Extrakomplexe Zahlen sind … wie Gruppen oder Trauben aus komplexen Zahlen, die miteinander in einer Weise interagieren, die gegen die Regeln verstößt, wie sie für natürliche und einfache komplexe Zahlen gelten.«
    »Was kann man damit anfangen?«, fragte Dumitru, der nichts verstand von ihrem plötzlichen Enthusiasmus, aber so fasziniert war, dass er es nicht ertragen hätte, wenn sie aufgehört hatte.
    »Wie bitte?« Sie sah ihn verblüfft an.
    »Mathematik wird normalerweise doch für etwas benutzt – um Brücken zu bauen oder die Flugbahn eines Pfeils zu beschreiben«, sagte er. »Was kann man mit extrakomplexen Zahlen anstellen?«
    Sie zwinkerte ihn an. »Offen gesagt, habe ich nicht die geringste Ahnung.« Sie hielt inne und schien sich zu sammeln. »Also, die Formeln und Regeln, an denen ich arbeite, beschreiben die Art und Weise, wie Zahlen interagieren. Aber ich weiß von noch keiner realen Situation, die man so hätte beschreiben können.« Sie fing plötzlich an zu strahlen und schien durch ihn hindurchzuschauen zu einer Stelle, die nur sie allein sehen konnte. »Jahrhundertelang ist die Mathematik den anderen Wissenschaften hinterhergelaufen oder war bestenfalls gleichauf, weil sie dazu benutzt wurde, Gesetzmäßigkeiten zu beweisen, die längst bekannt waren, oder ein Verhalten zu erklären, das sich irgendwie messen ließ. Aber in diesem Jahrhundert hat die Mathematik ein Abstraktionsniveau erreicht, das erstmals keiner objektiven Experimente bedarf. Doch wenn in späterer Zeit etwas entdeckt werden sollte, das fortschrittlicher Berechnungen bedarf, dann sind die Grundlagen bereits
vorhanden. Das ist allerdings ein anderes Betätigungsfeld. Ich kümmere mich um die Zahlen.« Sie starrte noch ein paar Sekunden lang ins Unendliche, dann blinzelte sie, kehrte in die Realität zurück und sah ihn verdrossen an. »Ich langweile dich, oder?«
    Dumitru konnte nicht anders und lächelte schief. Langweilig, wo sie einen Ausdruck von heiligem Wunder im Gesicht hatte? Ein Mann durfte sich glücklich schätzen, so etwas zu erleben. Er hätte das unweibliche Hobby missbilligen müssen – aus Angst, dass ihr Hirn sich überhitzen könnte oder womöglich ihre Eierstöcke Schaden nähmen oder dergleichen. Er hatte derartige Behauptungen immer für Unsinn gehalten, und sie hatte nie so in sich ruhend gewirkt wie gerade eben. Er konnte nicht glauben, dass dieses Hobby, so unorthodox es auch sein mochte, für jemanden wie sie ungesund sein sollte.

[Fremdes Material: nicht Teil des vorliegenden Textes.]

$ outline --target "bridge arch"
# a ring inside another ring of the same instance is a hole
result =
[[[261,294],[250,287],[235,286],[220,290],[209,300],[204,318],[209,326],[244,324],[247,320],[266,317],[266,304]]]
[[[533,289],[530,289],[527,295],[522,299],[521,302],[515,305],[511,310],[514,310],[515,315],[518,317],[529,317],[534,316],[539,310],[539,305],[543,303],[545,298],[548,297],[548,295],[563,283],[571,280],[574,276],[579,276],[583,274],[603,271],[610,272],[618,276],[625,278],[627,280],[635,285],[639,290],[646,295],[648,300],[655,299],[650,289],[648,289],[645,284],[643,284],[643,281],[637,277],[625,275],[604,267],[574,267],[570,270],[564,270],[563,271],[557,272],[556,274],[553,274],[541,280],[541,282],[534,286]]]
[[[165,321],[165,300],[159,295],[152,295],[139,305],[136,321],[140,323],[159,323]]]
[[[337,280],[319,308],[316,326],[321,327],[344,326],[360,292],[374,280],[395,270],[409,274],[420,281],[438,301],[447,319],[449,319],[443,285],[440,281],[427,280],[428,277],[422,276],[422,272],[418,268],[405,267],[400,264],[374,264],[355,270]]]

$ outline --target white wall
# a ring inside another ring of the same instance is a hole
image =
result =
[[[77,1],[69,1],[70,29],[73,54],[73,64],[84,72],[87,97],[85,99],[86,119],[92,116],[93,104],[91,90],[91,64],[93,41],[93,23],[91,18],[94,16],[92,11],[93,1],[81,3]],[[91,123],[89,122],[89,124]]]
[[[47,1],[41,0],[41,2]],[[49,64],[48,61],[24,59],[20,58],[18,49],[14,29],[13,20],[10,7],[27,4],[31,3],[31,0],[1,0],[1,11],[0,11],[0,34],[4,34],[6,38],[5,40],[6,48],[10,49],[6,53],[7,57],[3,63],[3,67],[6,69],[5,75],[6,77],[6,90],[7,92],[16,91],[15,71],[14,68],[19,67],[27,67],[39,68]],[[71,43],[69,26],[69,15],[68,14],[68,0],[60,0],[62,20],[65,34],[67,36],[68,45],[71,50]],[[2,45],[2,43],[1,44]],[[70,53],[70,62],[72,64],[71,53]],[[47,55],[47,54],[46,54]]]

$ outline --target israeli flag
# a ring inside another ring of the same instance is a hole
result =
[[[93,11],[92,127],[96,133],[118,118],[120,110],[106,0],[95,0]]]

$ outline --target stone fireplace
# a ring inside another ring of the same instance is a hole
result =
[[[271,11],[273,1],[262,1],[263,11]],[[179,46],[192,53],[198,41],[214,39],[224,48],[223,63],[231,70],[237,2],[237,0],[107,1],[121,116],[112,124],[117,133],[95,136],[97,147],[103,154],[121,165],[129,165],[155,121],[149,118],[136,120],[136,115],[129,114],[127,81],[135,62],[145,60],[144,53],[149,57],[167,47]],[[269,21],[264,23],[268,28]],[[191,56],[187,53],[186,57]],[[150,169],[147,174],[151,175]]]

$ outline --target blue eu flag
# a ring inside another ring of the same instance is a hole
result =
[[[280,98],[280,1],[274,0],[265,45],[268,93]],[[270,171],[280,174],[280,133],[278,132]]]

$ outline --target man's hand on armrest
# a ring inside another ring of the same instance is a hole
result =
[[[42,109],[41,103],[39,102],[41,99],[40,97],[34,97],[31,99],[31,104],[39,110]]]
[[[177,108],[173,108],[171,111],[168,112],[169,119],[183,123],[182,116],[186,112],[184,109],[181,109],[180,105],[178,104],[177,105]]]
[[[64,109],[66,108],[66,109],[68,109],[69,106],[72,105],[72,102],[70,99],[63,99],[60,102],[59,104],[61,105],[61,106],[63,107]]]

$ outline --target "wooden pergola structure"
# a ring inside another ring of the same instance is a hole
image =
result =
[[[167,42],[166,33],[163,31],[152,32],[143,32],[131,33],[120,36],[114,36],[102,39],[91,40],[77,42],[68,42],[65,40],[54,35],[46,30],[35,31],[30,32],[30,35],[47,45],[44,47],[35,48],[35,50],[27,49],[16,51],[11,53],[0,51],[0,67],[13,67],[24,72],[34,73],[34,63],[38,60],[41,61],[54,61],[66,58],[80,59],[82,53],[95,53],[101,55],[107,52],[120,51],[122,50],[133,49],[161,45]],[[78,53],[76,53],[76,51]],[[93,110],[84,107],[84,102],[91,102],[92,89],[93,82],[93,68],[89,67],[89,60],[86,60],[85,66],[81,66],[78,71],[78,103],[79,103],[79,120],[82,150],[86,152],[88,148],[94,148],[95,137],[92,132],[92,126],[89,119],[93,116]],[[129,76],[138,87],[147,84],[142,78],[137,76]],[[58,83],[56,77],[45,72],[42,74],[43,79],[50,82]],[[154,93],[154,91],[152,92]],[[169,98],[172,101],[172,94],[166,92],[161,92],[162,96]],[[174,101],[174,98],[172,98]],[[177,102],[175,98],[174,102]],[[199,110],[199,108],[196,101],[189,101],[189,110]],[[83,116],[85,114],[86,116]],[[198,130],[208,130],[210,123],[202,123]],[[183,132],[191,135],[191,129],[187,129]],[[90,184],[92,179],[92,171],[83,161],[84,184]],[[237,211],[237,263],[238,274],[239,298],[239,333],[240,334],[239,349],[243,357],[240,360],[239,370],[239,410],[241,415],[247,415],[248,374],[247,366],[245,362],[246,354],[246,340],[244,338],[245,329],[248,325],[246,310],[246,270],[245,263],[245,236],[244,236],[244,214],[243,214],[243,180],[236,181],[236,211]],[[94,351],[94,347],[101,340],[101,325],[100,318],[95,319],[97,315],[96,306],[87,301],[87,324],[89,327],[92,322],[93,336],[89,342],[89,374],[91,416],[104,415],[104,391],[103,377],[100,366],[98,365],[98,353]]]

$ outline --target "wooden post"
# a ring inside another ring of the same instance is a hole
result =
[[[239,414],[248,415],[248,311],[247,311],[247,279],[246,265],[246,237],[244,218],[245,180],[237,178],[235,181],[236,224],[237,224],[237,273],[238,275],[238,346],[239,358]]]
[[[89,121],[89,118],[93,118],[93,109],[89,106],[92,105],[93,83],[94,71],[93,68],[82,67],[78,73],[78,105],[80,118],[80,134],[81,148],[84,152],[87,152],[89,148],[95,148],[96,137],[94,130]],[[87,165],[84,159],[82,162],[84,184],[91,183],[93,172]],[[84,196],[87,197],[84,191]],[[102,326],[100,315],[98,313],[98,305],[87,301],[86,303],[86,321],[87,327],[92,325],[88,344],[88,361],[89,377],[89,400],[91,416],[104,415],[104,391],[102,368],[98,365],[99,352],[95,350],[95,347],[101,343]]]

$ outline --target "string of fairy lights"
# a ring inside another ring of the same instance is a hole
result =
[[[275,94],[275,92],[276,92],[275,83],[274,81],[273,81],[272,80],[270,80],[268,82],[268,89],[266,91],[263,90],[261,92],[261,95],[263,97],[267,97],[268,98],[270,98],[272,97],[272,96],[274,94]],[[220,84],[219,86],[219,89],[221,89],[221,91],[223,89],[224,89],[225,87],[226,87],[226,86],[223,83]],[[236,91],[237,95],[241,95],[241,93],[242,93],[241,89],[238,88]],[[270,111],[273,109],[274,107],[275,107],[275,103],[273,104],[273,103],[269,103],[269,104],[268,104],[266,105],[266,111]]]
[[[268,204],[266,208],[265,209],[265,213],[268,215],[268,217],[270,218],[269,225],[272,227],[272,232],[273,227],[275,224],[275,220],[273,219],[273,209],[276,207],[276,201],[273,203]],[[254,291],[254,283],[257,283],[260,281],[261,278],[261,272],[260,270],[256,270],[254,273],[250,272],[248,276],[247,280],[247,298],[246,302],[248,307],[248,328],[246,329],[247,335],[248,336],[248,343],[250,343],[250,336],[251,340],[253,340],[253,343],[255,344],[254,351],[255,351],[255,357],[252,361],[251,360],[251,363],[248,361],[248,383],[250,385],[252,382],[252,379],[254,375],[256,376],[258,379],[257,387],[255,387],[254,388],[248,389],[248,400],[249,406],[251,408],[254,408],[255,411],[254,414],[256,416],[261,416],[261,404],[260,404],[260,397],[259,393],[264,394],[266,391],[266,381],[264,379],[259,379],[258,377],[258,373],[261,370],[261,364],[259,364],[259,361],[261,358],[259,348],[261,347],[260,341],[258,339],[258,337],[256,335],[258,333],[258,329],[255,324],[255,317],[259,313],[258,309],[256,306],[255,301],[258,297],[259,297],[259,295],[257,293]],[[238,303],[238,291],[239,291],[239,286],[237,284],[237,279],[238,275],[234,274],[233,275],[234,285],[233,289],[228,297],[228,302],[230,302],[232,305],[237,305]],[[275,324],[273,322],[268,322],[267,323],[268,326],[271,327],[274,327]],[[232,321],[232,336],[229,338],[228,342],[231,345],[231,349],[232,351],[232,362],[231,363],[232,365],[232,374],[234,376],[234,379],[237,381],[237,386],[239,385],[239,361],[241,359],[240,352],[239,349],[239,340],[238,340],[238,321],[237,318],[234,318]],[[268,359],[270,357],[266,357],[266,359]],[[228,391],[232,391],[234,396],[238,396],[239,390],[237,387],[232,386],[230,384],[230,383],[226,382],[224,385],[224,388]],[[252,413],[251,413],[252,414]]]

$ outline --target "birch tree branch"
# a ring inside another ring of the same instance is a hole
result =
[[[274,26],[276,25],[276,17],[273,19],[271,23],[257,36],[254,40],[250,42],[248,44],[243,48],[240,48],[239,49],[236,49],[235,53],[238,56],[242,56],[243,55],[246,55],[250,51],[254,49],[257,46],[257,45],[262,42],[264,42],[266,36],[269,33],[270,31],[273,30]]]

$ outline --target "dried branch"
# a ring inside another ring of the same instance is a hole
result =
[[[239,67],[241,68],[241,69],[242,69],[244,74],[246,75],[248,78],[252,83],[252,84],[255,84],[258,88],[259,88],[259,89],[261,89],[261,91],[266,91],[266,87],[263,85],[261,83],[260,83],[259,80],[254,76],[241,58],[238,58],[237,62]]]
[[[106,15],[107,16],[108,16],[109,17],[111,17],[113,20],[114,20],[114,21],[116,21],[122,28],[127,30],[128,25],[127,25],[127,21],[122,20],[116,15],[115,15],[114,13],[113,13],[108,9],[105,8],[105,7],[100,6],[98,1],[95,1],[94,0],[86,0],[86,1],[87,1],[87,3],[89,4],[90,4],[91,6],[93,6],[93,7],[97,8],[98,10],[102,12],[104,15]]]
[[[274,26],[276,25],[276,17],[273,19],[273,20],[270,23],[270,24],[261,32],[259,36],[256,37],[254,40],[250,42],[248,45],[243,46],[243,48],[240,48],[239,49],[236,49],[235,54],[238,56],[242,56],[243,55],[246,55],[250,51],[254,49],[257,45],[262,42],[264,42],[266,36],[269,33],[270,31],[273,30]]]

    »Nein«, sagte er. »Noch nicht, jedenfalls. Es hört sich ziemlich faszinierend an, auch wenn ich dich noch nicht ganz verstehe.« Er hielt einen Augenblick inne, weil sie ihn plötzlich mit ängstlichem Blick ansah. Sie schien die Tatsache, dass er jetzt um ihre Interessen wusste, sehr ernst zu nehmen – als hätte er ein großes, schändliches Geheimnis aufgedeckt. Sie musste ein Gefühl für die Verhältnismäßigkeit bekommen. Also witzelte er: »Als ich in Paris war, habe ich Frauen kennengelernt, die für ihre Klugheit berühmt waren, und die haben den ganzen Tag mit Klavierspielen oder feinen Nadelarbeiten verbracht und dazwischen geistreiche Bemerkungen fallen lassen.«
    »Du hast hier kein Klavier, und Handarbeiten beschäftigt nur die Hände, während der Verstand frei umherschweifen kann«, sagte Alcy und runzelte die Stirn, als
analysiere sie ernsthaft den Sinn der genannten Aktivitäten. »Handarbeit mag eine hübsche Beschäftigung sein, aber sobald man seine Gedanken geordnet hat, müssen sie Ausdruck finden, und dazu bedarf es eher der Feder und des Papiers als einer Sticknadel.«
    »Du hast mich missverstanden«, antwortete er geduldig. »Ich meinte, dass die Klugheit dieser Frauen mit deiner nicht vergleichbar war.«
    Alcyone wirkte einen Weile lang betreten, dann verschloss sich ihre Miene. »Nicht so abstrus? Nicht so unpassend?«, schlug sie vor.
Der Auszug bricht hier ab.